Religious beliefs are entrenched aspects of culture and will be reflected in the shaping of a legal system, or in the make-up of government institutions.

The separation of church from state can only come about incrementally, whenever an apparent religious dictate seems to contravene reason or the well-being of the state or its population.
When that happens, these dictates may be either reinterpreted, or challenged.

There is no royal road for this process, which must necessarily take time, and cannot be imposed through dictums by a foreign power, the army or a dictator. For, as we have seen in Tunisia and Turkey, when given a chance, the people will challenge secularism imposed from above. Although Christian and other minorities in the Arab world will need to fight for more secular states, in the short run they will also need to encourage a greater appreciation for the true meaning of democracy, as Mill would have understood it.
True democracy is rule of the majority coupled with respect for the rights of the individual. The majority, wrote Mill, must recognise that “there should be a limit to the legitimate interference of collective opinion”. In other words, the will of the majority cannot, in the name of democracy, infringe on the basic rights of the citizen, including the right to equal treatment under the law.

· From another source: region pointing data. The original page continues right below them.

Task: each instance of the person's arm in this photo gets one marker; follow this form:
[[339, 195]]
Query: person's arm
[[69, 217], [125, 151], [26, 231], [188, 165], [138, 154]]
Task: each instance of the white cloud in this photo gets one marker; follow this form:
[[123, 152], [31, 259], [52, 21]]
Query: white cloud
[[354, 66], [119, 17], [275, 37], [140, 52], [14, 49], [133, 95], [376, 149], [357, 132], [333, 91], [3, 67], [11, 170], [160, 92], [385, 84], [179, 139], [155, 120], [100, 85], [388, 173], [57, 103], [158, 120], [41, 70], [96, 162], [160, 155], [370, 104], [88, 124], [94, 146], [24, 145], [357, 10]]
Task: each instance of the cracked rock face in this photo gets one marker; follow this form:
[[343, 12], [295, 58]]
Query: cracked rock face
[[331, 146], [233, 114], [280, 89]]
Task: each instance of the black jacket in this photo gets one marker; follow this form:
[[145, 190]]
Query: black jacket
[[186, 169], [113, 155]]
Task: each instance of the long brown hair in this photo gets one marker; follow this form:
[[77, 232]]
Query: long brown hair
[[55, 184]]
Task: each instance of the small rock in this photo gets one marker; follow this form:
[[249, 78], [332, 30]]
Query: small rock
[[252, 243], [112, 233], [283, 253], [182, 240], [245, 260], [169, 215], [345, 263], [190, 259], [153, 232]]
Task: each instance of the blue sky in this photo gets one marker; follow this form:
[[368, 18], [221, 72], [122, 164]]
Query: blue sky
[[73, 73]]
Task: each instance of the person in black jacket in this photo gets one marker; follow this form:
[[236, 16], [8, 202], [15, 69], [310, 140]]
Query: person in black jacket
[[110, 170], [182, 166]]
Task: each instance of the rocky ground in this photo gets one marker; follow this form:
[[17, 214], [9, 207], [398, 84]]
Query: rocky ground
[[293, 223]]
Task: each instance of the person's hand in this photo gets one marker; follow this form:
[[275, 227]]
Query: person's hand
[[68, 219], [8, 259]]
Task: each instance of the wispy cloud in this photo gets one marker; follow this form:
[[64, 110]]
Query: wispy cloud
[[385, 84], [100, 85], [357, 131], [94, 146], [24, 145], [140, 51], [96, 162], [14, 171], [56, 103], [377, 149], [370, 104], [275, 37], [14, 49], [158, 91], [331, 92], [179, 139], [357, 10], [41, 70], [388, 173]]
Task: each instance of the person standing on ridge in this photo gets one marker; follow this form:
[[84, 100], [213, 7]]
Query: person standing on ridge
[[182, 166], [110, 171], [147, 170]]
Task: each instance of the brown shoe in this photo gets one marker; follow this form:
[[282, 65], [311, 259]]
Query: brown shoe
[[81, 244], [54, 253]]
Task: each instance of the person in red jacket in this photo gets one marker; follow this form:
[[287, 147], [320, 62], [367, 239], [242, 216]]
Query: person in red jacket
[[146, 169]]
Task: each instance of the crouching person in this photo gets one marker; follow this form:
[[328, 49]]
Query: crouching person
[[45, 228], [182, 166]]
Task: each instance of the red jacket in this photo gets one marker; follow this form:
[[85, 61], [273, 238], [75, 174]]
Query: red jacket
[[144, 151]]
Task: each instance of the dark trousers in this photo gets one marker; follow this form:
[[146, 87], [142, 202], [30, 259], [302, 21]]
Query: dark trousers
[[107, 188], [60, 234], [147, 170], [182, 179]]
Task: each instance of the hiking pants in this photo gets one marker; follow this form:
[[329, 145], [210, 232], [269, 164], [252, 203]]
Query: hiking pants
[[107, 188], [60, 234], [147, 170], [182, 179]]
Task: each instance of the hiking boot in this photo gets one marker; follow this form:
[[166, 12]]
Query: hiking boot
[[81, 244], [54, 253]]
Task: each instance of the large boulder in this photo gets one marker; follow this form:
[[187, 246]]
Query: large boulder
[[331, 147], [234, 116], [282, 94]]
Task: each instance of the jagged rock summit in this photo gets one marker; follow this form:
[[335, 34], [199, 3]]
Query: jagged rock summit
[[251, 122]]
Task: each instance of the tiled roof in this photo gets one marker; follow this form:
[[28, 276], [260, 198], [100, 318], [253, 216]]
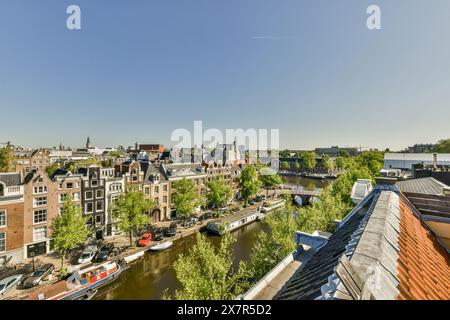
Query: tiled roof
[[10, 179], [422, 186], [423, 266], [307, 282], [392, 254]]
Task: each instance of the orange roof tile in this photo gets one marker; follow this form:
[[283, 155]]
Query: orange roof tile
[[423, 264]]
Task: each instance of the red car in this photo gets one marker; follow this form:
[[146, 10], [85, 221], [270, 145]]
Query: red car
[[145, 240]]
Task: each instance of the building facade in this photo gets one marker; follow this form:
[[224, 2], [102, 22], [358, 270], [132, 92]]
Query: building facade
[[11, 218]]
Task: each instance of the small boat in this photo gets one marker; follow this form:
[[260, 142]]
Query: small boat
[[162, 246], [83, 282]]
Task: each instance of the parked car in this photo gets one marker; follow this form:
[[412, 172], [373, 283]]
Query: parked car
[[171, 230], [9, 283], [145, 239], [104, 253], [38, 276], [87, 255], [158, 234]]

This is why, despite their recourse to elections, neither Israel nor Iran can claim to be democratic countries for they treat their citizens differently. Islamists and advocates of democracy in the Arab world, must, therefore, not emulate these two nations and confuse democracy with the simple rule of the majority. Nor must advocates of secular states expect the separation of state and religion to happen overnight.

The real significance of the Arab Spring is that it offers the Arabs the opportunity to do the right thing. But the right thing will take a long time to do.

Ramez Maluf is an associate professor at the Lebanese American University in Beirut.